Когда замредактора вышла, Макс открыл подшивку и сказал Эйсу:
– Ну, поехали.
С первой страницы новогоднего выпуска на них смотрел Иосиф Виссарионович Сталин. Впрочем, кто еще мог смотреть? Так, традиционное обращение к советскому народу… Что там дальше?
«В СОВНАРКОМЕ СССР. По Постановлению Совета Народных Комиссаров Союза ССР военный налог с населения везде отменяется с 1 января 1946 года».
«ФАБРИКА КОНДИЗДЕЛИЙ. В городе начала функционировать кондитерская фабрика областного значения. Открыта коммерческая столовая».
«НАБОР НА РАБОТУ. Госторфпредприятие проводит набор рабочей силы на торфоразработку. Условия набора: лица, заключающие договор, отпускаются в отпуск до 1-го апреля 1946 г. После прихода на работу работники получают: мануфактуры – 6 метров и 1 пару калош. Обеспечиваются пайком, спецодеждой, топливом и столовой».
«ХРОНИКА. Президиум Верховного Совета СССР удовлетворил просьбу Заместителя Председателя Совнаркома СССР тов. Берия Л.П. об освобождении его от обязанностей Народного Комиссара Внутренних Дел СССР из-за перегруженности его другой центральной работой.
Народным Комиссаром Внутренних Дел СССР назначен тов. Круглов С.Н.».
Духом великой эпохи веяло от этих старых страниц. Макс так увлекся, что на время забыл о цели визита.
 «НАШ ГОРОД В 4-Й ПЯТИЛЕТКЕ. В 1946 году будет отстроен Дом Советов и помещение Учительского института. После 15-летнего перерыва начнет работать пивоваренный завод, поднимутся из руин почта и телеграф».

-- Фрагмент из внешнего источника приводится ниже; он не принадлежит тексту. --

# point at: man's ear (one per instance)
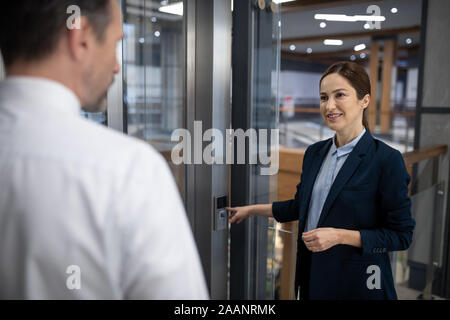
(366, 101)
(79, 40)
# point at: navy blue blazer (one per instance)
(369, 194)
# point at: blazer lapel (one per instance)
(311, 175)
(350, 165)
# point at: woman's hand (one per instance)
(321, 239)
(239, 213)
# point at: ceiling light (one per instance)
(173, 8)
(360, 47)
(332, 42)
(281, 1)
(343, 17)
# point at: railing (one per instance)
(289, 176)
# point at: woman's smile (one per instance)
(334, 116)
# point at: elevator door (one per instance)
(175, 73)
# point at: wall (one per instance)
(433, 125)
(2, 68)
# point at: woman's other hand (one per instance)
(321, 239)
(239, 213)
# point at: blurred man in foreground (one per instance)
(85, 212)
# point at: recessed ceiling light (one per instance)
(343, 17)
(173, 8)
(333, 42)
(360, 47)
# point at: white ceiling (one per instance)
(302, 24)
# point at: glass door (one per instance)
(153, 67)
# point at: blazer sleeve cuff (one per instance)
(280, 211)
(366, 242)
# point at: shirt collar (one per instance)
(40, 93)
(342, 151)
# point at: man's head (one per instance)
(43, 38)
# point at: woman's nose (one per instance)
(331, 105)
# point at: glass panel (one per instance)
(2, 67)
(153, 73)
(263, 188)
(418, 271)
(281, 260)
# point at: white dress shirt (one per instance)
(85, 212)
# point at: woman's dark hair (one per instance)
(357, 76)
(30, 29)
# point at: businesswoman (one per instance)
(352, 201)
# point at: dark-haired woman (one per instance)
(352, 201)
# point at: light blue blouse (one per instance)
(330, 167)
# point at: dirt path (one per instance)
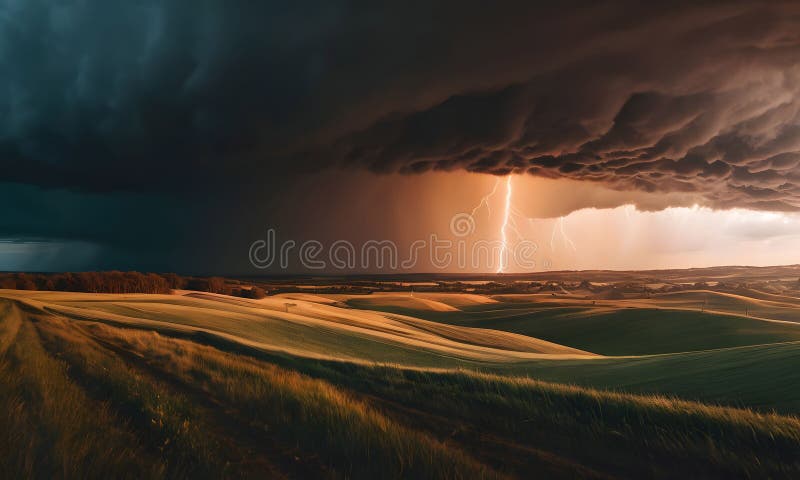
(254, 450)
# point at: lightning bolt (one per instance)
(506, 217)
(510, 226)
(559, 227)
(485, 200)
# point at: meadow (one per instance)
(398, 385)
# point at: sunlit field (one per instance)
(397, 385)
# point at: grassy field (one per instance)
(199, 385)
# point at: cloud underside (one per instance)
(699, 98)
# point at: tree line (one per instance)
(125, 282)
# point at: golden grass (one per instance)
(356, 439)
(49, 428)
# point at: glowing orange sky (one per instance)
(602, 229)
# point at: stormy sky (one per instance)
(166, 135)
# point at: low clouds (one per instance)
(160, 96)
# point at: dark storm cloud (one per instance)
(212, 97)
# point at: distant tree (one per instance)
(175, 282)
(25, 282)
(216, 285)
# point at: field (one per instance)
(699, 383)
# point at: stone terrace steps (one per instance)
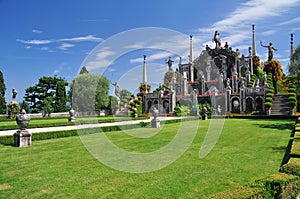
(280, 105)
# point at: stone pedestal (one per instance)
(155, 123)
(204, 116)
(71, 115)
(22, 138)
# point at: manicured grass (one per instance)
(62, 168)
(62, 121)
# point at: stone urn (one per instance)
(71, 115)
(22, 120)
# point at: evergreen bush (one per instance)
(269, 99)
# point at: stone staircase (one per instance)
(280, 105)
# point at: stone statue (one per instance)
(228, 83)
(170, 63)
(14, 95)
(217, 39)
(194, 96)
(270, 50)
(155, 122)
(117, 90)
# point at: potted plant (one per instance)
(268, 107)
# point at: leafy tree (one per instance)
(46, 87)
(60, 97)
(274, 67)
(112, 103)
(24, 105)
(125, 94)
(2, 94)
(83, 70)
(294, 67)
(89, 92)
(48, 106)
(102, 90)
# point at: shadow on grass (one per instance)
(276, 126)
(287, 149)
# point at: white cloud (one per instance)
(65, 46)
(91, 38)
(35, 41)
(45, 48)
(151, 58)
(64, 43)
(292, 21)
(236, 26)
(37, 31)
(101, 59)
(268, 32)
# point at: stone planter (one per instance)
(23, 120)
(22, 138)
(268, 111)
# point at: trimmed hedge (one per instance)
(240, 193)
(78, 121)
(9, 140)
(280, 185)
(295, 151)
(292, 167)
(269, 99)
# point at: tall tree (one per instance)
(60, 97)
(2, 94)
(102, 98)
(24, 105)
(89, 92)
(294, 67)
(46, 87)
(275, 68)
(83, 70)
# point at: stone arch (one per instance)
(250, 103)
(259, 103)
(200, 74)
(235, 103)
(149, 106)
(166, 107)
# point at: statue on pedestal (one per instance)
(270, 50)
(14, 95)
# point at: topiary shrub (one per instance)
(292, 167)
(269, 95)
(181, 110)
(268, 104)
(269, 99)
(292, 99)
(292, 95)
(13, 110)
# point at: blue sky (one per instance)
(46, 38)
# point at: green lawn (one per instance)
(62, 168)
(62, 121)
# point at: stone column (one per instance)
(242, 100)
(234, 81)
(22, 138)
(221, 83)
(208, 70)
(202, 84)
(248, 76)
(185, 86)
(227, 100)
(224, 66)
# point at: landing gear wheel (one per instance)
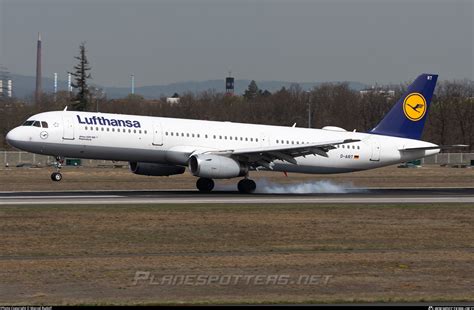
(205, 185)
(56, 176)
(246, 186)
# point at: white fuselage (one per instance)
(173, 141)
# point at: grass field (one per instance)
(90, 254)
(17, 179)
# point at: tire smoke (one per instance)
(316, 187)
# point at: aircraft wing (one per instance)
(442, 147)
(264, 155)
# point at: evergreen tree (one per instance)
(81, 74)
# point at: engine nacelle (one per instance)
(216, 167)
(155, 169)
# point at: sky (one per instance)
(162, 42)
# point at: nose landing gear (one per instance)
(57, 176)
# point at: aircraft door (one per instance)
(157, 134)
(375, 156)
(68, 128)
(264, 140)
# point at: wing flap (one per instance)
(265, 155)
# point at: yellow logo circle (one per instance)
(414, 106)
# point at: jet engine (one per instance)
(155, 169)
(216, 167)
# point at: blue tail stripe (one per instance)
(407, 117)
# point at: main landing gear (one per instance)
(245, 186)
(205, 185)
(57, 176)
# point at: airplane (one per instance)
(158, 146)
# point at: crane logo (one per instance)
(414, 106)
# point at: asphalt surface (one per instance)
(360, 196)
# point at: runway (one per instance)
(361, 196)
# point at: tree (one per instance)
(81, 74)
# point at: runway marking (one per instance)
(243, 200)
(61, 197)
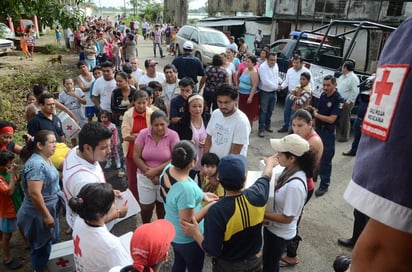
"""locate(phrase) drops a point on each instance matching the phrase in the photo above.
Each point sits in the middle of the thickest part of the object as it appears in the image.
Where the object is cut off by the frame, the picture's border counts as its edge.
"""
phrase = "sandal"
(285, 263)
(13, 264)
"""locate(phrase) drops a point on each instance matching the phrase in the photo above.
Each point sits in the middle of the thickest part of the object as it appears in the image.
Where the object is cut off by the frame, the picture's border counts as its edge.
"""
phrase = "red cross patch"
(77, 250)
(387, 88)
(62, 262)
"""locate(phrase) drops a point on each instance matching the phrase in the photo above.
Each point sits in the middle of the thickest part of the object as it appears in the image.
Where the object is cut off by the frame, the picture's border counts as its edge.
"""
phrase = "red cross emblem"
(62, 262)
(388, 87)
(383, 87)
(77, 250)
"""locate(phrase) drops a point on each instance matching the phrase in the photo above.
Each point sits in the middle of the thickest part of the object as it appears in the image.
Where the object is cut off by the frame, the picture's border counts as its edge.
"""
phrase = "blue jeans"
(40, 256)
(273, 248)
(287, 112)
(267, 105)
(356, 135)
(188, 256)
(325, 170)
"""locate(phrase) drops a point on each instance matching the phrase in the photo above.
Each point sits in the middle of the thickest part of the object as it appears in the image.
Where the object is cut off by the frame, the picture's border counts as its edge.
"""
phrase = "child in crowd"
(208, 175)
(30, 98)
(30, 41)
(302, 94)
(97, 72)
(104, 118)
(150, 104)
(90, 51)
(23, 45)
(10, 202)
(158, 101)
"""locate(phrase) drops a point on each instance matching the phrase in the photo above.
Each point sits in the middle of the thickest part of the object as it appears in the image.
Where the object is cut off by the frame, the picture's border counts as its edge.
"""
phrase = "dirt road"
(325, 219)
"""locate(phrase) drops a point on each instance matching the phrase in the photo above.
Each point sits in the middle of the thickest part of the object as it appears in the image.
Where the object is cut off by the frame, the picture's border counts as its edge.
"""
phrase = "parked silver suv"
(206, 42)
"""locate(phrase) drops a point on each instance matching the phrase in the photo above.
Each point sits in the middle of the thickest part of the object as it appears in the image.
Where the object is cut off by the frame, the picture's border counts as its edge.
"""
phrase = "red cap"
(150, 243)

«БЛЕСТЯЩИЙ РЕЙС в честь назначения товарища Сталина Народным Комиссаром Вооруженных Сил Советского Союза сделала машинист паровозного депо т. Насырина. Она провела поезд из К. до Н. на 1 час 13 минут раньше расписания».
Эйс толкнул друга в бок:
– Прикинь, Макс, что творили! На «железке» расписание – первое дело, все должно идти по графику. И тут вдруг какая-то баба летит на час с лишним раньше! Сто процентов, авария должна быть! А они еще и расхваливают таких нарушителей!
Макс усмехнулся:
– Что делать! Время другое было!
Он перевернул страницу. И – вот оно!
В номере от 19 января – репортаж В. Михеева о процессе над пособниками фашистских оккупантов. Содержание примерно то же, что и в воспоминаниях Гордиенко. Правда, написано более эмоционально, но это понятно – газета, а не личные записки. «Слушали… предъявили… опросили… приговорили…» Описывались события, предшествовавшие суду, перечислялись их участники; в частности, здесь был полный список группы Гордиенко, обезвредившей банду. О побеге сообщалось скупо, предлагалось всем, кто знает о местонахождении Григория Мозоля, сообщить в милицию.
Материал был иллюстрирован двумя фотографиями. На одной – бандиты на скамье подсудимых, на первом плане – главарь, Семен Сычук. На второй – судья зачитывает приговор.
Сзади стукнула дверь. Макс вздрогнул и обернулся. Вернулась Нина Павловна.
– Ну как? – спросила она. – Нашли, что хотели?
– Нашли, – сказал Макс. – Нина Павловна, у вас в редакции ксерокс есть?
– Есть. Хотите что-нибудь переснять?
– Вот эту статью.
Она взглянула и понимающе кивнула:
– Один из первых материалов Виктора Андреевича. Сейчас сделаем.
Взяла в руки подшивку и вдруг вскрикнула.
– Что с вами, Нина Павловна? – встревожился Эйс.
Она ткнула пальцем в страницу:
– Вот… Я сразу и не обратила внимания…
– На что?
– Тот, из Киева… да нет, конечно, чепуха…
– Да что такое?
– Корреспондент… очень похож на этого…
Макс взглянул через ее руку. Прямо ему в глаза мрачно смотрел Семен Сычук.